Viven en la carne, pero no según la carne. Viven en la tierra, pero su ciudadanía está en el Cielo. Obedecen las leyes establecidas, y con su modo de vivir superan estas leyes. Aman a todos, y todos los persiguen. Se los condena sin conocerlos. Se les da muerte, y con ello reciben la vida. Son pobres, y enriquecen a muchos; carecen de todo, y abundan en todo. Sufren la deshonra, y ello les sirve de gloria; sufren detrimento en su fama, y ello atestigua su justicia. Son maldecidos, y bendicen; son tratados con ignominia, y ellos, a cambio, devuelven honor. Hacen el bien, y son castigados como malhechores; y, al ser castigados a muerte, se alegran como si se les diera la vida. Los judíos los combaten como a extraños y los gentiles los persiguen, y, sin embargo, los mismos que los aborrecen no saben explicar el motivo de su enemistad”.

Y así poco a poco un pueblo se forma,
que vive en el mundo pero no es de Él.
Que tiene problemas como todos ellos,
pero no parecen padecer por ellos.

La novedad cristiana consiste en ser luz en medio de las sombras. Jesús lo dijo con claridad: “Vosotros sois la luz del mundo”. La razón no es que los cristianos sean mejores que los demás. Lo que los convierte en luminosos es que “todos ellos claramente han visto la luz que manaba del rostro de Cristo”. Un rostro iluminado es el mejor modo de contagiar la alegría del Evangelio.
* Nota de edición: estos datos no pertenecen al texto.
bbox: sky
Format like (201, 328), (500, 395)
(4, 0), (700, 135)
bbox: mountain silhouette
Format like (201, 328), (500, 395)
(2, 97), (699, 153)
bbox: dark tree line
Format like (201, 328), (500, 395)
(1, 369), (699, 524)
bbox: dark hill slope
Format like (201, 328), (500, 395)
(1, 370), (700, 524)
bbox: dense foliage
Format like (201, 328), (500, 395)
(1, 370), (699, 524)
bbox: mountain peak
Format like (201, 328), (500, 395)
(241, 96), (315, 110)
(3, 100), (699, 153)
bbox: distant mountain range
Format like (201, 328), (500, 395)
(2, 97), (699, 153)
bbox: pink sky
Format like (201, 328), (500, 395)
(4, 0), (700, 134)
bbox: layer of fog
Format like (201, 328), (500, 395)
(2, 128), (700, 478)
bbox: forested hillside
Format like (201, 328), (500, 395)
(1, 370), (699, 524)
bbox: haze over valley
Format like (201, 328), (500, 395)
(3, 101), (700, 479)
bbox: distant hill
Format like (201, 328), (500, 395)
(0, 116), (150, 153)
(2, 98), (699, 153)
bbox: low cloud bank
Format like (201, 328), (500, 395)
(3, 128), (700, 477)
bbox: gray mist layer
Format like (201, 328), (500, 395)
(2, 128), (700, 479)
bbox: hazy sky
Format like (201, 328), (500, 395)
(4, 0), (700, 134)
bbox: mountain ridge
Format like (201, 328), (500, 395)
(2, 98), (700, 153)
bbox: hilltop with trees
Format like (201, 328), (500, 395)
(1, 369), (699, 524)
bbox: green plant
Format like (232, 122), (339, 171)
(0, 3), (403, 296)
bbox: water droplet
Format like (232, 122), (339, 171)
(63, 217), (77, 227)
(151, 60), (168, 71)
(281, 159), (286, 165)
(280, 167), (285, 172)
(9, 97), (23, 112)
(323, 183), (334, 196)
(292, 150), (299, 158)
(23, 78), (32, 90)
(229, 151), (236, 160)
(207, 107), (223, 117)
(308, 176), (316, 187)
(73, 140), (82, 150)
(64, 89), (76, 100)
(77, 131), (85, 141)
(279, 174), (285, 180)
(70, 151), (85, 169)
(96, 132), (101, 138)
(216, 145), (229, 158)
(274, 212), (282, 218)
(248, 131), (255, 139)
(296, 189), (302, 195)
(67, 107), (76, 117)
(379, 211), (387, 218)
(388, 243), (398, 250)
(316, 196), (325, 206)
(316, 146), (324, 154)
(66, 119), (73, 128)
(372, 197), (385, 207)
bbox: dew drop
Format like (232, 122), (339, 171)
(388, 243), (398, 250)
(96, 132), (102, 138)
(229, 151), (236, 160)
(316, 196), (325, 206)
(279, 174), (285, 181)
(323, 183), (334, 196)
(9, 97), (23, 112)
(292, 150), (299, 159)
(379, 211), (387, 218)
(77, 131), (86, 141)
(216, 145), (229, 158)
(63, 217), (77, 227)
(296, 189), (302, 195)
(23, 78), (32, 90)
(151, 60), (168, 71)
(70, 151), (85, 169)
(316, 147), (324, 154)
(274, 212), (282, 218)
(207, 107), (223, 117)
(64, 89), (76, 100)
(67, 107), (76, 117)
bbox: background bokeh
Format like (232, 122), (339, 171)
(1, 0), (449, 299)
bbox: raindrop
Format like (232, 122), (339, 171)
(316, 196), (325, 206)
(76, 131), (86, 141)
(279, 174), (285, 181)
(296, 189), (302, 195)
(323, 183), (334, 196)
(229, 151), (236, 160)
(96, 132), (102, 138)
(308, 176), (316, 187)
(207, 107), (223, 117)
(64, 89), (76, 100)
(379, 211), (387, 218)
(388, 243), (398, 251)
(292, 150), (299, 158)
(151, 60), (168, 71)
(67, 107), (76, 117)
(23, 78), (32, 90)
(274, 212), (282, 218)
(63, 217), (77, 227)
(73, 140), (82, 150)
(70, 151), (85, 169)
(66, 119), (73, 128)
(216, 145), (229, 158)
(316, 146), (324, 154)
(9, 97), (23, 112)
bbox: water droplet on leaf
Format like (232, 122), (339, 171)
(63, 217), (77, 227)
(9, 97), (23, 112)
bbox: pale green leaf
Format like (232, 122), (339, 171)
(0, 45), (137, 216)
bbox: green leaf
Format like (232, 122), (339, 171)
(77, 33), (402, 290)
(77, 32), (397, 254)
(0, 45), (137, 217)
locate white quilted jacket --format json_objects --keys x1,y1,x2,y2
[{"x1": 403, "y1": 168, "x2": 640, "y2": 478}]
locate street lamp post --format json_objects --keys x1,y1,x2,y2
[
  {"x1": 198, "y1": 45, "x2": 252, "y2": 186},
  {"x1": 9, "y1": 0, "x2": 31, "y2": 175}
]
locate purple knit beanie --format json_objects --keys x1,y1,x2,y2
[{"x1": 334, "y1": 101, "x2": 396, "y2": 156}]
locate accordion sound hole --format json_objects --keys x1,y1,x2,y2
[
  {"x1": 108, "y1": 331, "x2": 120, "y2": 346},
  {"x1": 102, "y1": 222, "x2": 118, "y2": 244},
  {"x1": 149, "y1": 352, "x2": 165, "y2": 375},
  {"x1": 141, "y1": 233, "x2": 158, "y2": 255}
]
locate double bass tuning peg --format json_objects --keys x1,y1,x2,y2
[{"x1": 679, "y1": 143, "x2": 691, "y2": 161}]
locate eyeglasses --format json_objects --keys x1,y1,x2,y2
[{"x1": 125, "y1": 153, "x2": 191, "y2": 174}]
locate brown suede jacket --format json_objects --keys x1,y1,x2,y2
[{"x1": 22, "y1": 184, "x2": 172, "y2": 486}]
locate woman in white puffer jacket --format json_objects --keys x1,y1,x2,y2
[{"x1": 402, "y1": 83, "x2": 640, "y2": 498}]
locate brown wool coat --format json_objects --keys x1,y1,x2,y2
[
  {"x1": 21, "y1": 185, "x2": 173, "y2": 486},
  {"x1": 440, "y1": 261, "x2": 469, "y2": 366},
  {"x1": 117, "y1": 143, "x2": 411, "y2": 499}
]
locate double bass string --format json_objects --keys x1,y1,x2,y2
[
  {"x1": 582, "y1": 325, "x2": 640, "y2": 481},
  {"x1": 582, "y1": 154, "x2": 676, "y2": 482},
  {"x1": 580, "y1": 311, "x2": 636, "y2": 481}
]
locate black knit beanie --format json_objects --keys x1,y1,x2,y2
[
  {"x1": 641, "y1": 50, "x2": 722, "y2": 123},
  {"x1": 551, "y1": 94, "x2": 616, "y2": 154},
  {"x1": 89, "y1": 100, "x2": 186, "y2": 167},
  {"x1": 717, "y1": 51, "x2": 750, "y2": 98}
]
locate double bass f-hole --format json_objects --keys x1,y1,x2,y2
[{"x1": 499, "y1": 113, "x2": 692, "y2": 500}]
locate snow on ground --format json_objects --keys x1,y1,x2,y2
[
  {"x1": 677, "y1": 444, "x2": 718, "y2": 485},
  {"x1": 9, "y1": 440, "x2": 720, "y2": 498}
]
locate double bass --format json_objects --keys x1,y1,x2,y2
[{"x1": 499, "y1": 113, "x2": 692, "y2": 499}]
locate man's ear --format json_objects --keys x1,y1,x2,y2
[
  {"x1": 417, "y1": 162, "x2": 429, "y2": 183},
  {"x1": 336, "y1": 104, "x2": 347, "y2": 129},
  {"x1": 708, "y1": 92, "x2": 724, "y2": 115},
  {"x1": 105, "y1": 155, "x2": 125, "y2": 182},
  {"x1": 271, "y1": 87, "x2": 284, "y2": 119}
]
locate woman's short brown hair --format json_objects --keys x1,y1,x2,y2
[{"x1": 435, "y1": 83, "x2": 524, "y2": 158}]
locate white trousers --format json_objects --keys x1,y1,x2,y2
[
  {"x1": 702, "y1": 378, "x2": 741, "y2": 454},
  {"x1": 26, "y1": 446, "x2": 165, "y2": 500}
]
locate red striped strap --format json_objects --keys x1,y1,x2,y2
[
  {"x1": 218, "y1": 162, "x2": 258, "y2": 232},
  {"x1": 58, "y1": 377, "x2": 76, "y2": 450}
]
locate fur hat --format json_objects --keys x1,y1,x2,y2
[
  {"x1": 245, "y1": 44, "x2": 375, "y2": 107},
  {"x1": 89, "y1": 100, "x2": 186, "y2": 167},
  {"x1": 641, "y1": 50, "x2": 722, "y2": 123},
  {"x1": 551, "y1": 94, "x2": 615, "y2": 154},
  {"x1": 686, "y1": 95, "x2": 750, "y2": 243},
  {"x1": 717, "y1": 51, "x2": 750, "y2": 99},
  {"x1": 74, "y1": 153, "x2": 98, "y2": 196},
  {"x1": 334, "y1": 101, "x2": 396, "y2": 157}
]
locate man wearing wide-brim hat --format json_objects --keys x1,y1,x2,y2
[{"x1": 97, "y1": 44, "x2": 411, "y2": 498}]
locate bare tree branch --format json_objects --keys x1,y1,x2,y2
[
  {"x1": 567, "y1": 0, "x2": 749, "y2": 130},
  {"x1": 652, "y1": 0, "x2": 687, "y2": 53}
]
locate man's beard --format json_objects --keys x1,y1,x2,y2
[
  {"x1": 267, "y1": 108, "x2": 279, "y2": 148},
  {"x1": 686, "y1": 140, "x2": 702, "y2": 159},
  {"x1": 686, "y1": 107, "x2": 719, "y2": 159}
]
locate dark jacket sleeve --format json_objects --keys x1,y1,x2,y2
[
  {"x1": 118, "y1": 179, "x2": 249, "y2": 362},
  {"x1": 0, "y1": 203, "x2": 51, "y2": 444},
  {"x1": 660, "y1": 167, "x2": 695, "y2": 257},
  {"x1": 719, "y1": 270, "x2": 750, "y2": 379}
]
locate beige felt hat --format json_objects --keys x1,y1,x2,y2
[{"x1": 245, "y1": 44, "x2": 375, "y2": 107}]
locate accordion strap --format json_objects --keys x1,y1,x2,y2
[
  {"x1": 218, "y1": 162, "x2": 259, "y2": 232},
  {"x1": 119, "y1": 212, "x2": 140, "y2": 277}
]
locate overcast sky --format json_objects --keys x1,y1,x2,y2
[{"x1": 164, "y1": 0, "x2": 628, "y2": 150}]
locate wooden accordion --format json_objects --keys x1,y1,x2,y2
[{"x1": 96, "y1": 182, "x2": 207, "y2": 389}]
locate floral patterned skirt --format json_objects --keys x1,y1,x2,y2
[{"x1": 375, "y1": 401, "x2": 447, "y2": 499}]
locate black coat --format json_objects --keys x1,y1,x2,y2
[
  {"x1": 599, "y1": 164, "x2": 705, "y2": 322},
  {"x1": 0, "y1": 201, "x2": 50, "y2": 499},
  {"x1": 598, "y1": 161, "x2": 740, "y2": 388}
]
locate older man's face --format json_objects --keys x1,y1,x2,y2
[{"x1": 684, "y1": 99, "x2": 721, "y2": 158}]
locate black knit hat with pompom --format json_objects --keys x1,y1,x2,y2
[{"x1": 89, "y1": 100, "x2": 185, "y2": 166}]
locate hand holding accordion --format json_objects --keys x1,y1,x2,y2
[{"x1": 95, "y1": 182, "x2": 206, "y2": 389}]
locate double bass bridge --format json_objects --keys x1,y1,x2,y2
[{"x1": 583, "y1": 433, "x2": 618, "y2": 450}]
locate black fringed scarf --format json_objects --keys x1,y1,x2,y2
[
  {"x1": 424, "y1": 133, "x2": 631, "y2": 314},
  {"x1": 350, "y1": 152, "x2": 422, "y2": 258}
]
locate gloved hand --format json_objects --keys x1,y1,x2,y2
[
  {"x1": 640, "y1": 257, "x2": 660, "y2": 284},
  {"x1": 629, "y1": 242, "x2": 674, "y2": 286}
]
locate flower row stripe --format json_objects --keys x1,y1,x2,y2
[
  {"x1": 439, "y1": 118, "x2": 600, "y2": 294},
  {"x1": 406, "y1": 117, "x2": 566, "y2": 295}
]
No es necesario multiplicar las palabras o los gestos. Basta vivir con sentido, sencillez y alegría. La vida auténtica es siempre contagiosa. Seguimos a un Resucitado, a alguien que ha pasado por la prueba del dolor y de la muerte y la ha traspasado. Él conoce el sufrimiento humano. Se hace cargo del peso de la vida. Pero ha ido más allá. Nos ha mostrado que la última palabra no es la muerte, sino la comunión plena con Dios. Por eso, podemos afrontar la existencia con esperanza y alegría.

Este pueblo canta cuando el mundo llora,
y cuando está en sombra este pueblo es luz.
Porque todos ellos claramente han visto
la luz que manaba del rostro de Cristo.